Papa Parse: Lightning Fast CSV Parsing Experience

Published in

codeburst

7 min readAug 15, 2020

Photo by Marc Sendra Martorell on Unsplash

Overview

With a plethora of options to parse CSV files/data and adding to it the inconsistency of the data present in the files, have you ever wondered about a simple and efficient package to do it for you? Presenting Papa Parse, a robust JavaScript library that is claimed to be the fastest in-browser CSV parser! This is your one-stop-shop for parsing CSV to JSON!

Highlights

Before getting into the features of Papa Parse, let’s look at how we can include this package in our code:

/* babel or ES6 */
import papaparse from ‘papaparse’;/* node or require js */
const papaparse = require(‘papaparse’);

The general syntax of use

For a CSV string:

var parsedOutput = Papa.parse(stringOfCsv[, config])
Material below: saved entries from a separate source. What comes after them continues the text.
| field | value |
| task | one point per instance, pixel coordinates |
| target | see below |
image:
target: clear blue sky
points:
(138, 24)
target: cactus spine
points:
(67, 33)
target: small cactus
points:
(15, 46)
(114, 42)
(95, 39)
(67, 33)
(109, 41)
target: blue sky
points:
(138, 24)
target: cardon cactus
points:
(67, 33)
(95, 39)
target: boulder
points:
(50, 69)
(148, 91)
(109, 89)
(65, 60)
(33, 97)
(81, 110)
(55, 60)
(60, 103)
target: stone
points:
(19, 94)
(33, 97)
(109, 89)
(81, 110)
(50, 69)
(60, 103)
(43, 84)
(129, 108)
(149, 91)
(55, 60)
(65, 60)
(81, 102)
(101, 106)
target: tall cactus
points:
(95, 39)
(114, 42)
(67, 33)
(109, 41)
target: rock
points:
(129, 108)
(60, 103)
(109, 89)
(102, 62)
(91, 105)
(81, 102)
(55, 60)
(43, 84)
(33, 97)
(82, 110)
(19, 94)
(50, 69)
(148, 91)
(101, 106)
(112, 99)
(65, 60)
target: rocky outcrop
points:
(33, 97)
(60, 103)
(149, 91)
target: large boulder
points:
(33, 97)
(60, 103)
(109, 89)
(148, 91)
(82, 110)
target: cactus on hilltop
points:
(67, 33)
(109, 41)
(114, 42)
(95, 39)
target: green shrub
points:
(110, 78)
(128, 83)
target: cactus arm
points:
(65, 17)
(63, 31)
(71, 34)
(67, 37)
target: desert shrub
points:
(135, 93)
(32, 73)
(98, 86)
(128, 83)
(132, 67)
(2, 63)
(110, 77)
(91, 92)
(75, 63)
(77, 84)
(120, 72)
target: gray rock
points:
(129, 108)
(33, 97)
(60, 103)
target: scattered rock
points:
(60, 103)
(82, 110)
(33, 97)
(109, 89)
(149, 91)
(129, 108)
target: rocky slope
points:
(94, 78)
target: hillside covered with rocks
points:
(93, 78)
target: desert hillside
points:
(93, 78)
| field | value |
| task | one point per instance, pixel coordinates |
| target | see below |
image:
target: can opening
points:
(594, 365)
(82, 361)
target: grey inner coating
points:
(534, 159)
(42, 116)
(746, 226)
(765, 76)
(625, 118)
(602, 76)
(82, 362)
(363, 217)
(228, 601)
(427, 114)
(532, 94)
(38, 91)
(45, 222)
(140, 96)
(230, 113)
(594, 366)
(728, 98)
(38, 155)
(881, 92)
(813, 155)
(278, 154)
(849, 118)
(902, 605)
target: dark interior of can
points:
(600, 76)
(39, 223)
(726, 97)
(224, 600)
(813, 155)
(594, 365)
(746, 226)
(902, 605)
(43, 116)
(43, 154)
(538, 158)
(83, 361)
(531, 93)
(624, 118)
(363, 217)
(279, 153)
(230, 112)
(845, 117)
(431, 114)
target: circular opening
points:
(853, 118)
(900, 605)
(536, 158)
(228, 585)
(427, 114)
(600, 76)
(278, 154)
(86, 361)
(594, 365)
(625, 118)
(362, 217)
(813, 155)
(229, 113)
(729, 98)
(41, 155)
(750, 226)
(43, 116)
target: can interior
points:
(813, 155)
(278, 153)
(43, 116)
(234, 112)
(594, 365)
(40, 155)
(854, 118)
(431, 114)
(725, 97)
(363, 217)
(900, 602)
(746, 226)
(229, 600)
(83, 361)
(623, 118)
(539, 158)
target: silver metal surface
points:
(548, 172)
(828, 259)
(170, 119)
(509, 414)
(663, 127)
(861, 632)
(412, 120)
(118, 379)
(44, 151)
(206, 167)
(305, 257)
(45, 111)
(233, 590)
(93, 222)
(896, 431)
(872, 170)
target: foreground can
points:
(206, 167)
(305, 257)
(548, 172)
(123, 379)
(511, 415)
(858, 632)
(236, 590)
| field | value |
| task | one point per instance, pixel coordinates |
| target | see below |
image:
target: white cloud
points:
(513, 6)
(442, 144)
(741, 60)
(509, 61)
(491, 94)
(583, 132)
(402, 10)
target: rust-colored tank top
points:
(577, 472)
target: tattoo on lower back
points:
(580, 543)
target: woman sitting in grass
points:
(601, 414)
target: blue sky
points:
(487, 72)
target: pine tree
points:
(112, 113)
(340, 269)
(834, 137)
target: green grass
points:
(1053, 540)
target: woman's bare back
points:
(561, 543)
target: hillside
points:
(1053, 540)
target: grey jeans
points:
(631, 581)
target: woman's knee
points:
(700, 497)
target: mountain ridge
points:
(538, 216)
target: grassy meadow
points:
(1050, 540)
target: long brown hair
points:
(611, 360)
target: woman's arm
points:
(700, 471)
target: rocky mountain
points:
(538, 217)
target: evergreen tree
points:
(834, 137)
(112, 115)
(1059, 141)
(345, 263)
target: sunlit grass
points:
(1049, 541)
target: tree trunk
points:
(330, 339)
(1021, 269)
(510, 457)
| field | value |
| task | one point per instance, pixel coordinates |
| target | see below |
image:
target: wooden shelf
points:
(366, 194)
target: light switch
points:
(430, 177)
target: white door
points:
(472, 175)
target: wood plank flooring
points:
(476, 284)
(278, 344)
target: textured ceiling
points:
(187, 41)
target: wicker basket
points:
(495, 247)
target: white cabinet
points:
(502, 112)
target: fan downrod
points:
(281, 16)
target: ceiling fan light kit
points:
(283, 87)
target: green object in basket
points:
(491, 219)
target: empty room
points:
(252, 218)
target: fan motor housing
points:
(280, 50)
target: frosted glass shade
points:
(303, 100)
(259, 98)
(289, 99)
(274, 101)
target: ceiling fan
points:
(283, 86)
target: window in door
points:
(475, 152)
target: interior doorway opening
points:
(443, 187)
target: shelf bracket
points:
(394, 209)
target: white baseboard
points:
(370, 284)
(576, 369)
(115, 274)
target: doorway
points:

There are numerous configurations to choose from, best explained in the Papa Parse documentation here.

For a file:

Papa.parse(myFileInput.files[0], {
	complete: function(parsedOutput) {
		console.log(parsedOutput);
	}
});

As the portion of file parsing is an asynchronous activity, a call back must be added to collect the results.

The same is the case when we want to fetch the CSV file from a URL:

Papa.parse(csvUrl, {
	download: true,
	complete: function(parsedOutput) {
		console.log(parsedOutput);
	}
});

The parsed output/result consists of three parts — data array, errors array and the meta object. The data array has the result of the CSV rows parsed.

The data is an array only when the value is header: false in configs. If the config is header: true, then the output data is a set of objects keyed by the column field names.

The errors array contains the information on any errors which are encountered while parsing the CSV. The meta object is an object consisting of metadata related to the parsing such as delimiters, line break sequences, and field names to name a few.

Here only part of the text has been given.